Hegel, el filósofo dialéctico por antonomasia, desarrolló durante su juventud (período de Jena), una categoría para referirse a esta consciencia de sí, la llamó: reconocimiento. En la filosofía contemporánea, dicha noción ha sido retomada en la forma de descubrimiento filosófico, por el también alemán Axel Honneth, que en obras como La lucha por el reconocimiento, pone en primer plano dicho concepto, para comprender y aprovechar las ventajas de este abordaje en los procesos emancipatorios humanos.

Ahora bien, ¿qué significa ser o no ser reconocido? Hegel utiliza dos imágenes para explicarlo: en primer lugar algo tan habitual como el saludo; al encontrarnos con alguien que conocemos, tenemos la natural tendencia a expresar con un gesto o una palabra, la buena voluntad que hay entre ambas partes, así, decimos “buenos días”, “buenas tardes” (o previo a las restricciones de saludo provocadas por la emergencia actual, nos dábamos un beso o nos estrechábamos las manos). Y otra imagen, que ahonda el significado de la anterior, es la profunda aspiración de aprecio que esperamos de las personas a las que consideramos valiosas.

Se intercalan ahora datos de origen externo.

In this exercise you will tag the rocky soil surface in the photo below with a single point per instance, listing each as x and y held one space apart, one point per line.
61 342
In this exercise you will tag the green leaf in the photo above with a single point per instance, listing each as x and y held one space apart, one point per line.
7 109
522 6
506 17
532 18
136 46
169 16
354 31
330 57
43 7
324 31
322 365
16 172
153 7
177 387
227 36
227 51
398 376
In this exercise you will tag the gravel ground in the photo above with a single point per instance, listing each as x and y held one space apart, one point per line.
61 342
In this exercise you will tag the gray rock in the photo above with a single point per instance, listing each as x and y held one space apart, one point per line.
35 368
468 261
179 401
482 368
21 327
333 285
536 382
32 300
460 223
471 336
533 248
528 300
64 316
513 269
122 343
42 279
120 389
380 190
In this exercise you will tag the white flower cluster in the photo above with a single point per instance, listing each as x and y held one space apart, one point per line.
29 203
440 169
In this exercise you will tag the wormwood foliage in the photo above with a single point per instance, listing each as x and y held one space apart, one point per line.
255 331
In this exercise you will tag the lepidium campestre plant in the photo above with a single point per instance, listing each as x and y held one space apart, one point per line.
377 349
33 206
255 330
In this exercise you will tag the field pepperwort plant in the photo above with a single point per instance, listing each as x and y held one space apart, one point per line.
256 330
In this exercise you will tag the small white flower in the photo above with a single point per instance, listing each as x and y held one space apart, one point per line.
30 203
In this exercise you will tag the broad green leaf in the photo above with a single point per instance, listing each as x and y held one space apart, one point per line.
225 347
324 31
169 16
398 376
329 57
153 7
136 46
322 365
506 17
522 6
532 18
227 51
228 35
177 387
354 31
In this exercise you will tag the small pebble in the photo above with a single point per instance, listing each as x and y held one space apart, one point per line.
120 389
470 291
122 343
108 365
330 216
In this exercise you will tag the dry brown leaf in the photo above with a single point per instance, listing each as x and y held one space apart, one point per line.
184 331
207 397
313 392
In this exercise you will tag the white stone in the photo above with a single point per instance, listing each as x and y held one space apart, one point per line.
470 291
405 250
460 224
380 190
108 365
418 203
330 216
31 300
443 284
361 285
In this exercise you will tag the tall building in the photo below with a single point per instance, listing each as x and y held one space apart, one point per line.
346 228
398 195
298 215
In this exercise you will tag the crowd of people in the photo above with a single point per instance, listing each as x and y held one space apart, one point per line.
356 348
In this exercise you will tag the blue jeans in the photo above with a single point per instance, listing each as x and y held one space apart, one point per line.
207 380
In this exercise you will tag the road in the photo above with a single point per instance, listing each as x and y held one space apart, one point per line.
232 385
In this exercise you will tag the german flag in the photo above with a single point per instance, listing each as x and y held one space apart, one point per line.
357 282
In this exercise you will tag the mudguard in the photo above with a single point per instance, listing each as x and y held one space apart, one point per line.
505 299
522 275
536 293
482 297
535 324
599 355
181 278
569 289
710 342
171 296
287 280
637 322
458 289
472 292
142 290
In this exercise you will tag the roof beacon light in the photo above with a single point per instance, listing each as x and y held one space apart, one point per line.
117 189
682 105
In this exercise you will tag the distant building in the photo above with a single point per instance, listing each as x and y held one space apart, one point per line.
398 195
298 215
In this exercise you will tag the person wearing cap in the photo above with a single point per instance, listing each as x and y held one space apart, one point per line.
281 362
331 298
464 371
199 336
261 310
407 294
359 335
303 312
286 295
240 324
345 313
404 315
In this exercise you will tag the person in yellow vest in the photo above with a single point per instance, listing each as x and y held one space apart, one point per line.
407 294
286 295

Estas imágenes son de fuerte hondura, pues acompañan toda la vida humana. Explanado desde su vertiente negativa, piénsese en el fuerte calado que implica el no ser saludado o el no ser valorado por aquellas personas que estimamos. Las derivas psicológicas de ser o no ser reconocido, tienen amplias y sólidas argumentaciones que señalan su valor desde la pedagogía clásica y contemporánea. A la vez, y desde una psicología positiva, saludar y ser saludado, amar y ser amado, son formas de reconocimiento que elevan la confianza y el optimismo vital, sea de modo individual como colectivo.

Ahora bien, y apegado a su tendencia dialéctica, Hegel hace un examen de los momentos contradictorios de las relaciones humanas y de su síntesis. Así, afirma que toda relación humana conlleva, desde la más básica hasta la más elevada situación de afectos, un mutuo poder de reconocimiento. Y es aquí donde la ética se encuentra con la política, pues se pasa de la estima psicológica al estrato de las relaciones de poder, tanto en los modos más personales como en los de rango más social.

Como el rostro bifronte del dios Jano, el afecto y el poder se entrelazan en las dos caras de la misma moneda, de tal modo que todas y todos requerimos ser reconocidas y reconocidos, y simultáneamente reconocer a los demás. No es viable una sola ruta, ya que significaría un sobrepujamiento de nuestra autonomía o de nuestra dependencia de los demás. Esto es, o niños de pecho (necesariamente dependientes del entorno) o autócratas absolutos del plexo de relaciones circundante.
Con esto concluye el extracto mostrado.